À esquerda: O Palhaço e à direita: Os Excêntricos Tenenbaums |
Como poderia se esperar de uma produção agridoce, a evidente comicidade de todos os protagonistas contrasta com a tristeza do palhaço, o protagonista – o diretor, roteirista, ator e montador Selton Mello. Contrariamente ao Pierrot trágico (“Ria, palhaço, do seu coração partido / Ria da tristeza que envenena seu coração”, dizia a ópera), este palhaço pós-moderno é apenas depressivo, egocêntrico, e sua tristeza é toda pessoal. Por razões desconhecidas, ele está em crise de identidade, perdeu a vontade de ser palhaço.
“Eu não consigo mais”, ele diz ao pai, e o espectador pode se perguntar o porquê, sem que as respostas venham. A depressão, o stress e essas condições médicas modernas parecem bastar por si mesmas, elas nunca precisam de causa ou de consequência, o que as torna um elemento narrativo tão útil ao cinema quanto um câncer, que pode subitamente atingir qualquer personagem quando a história busca um grau superior de dramaticidade. Tanto a depressão do palhaço quanto sua relação ambígua com o pai, ou com o símbolo do ventilador, são deixados em suspenso, à interpretação do espectador.

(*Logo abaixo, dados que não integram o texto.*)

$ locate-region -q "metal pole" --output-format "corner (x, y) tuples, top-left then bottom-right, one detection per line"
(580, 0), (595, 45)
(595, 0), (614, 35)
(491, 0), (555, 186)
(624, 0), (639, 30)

Cena de 'O Palhaço', de Selton Mello |
O Palhaço termina sendo um filme “correto”, numa conotação sobretudo negativa: o diretor sabe posicionar uma câmera, sabe copiar referências cinematográficas, mas seus personagens, como parentes distantes e pobres dos burgueses arrogantes de Feliz Natal, são todos rasos, acessórios, meros receptáculos de alegria (os coadjuvantes) ou de tristeza (o palhaço). Como na lógica simples do humor circense, este filme também funciona na sucessão entre o riso e o choro – e vale lembrar que o fato de “despertar emoções” é considerado até hoje uma qualidade cinematográfica por muitas pessoas. Por isto estes palhaços, tanto os que moram dentro ou fora do circo, sorriem, fazem tudo para agradar o público, sendo apenas marionetes sem vida, personagens sem história, espetáculo pelo espetáculo.
O Palhaço (2011)
Filme brasileiro dirigido por Selton Mello.
Com Selton Mello, Paulo José, Larissa Manoela, Giselle Motta, Teuda Bara, Álamo Facó, Erom Cordeiro, Hossem Minussi, Fabiana Karla.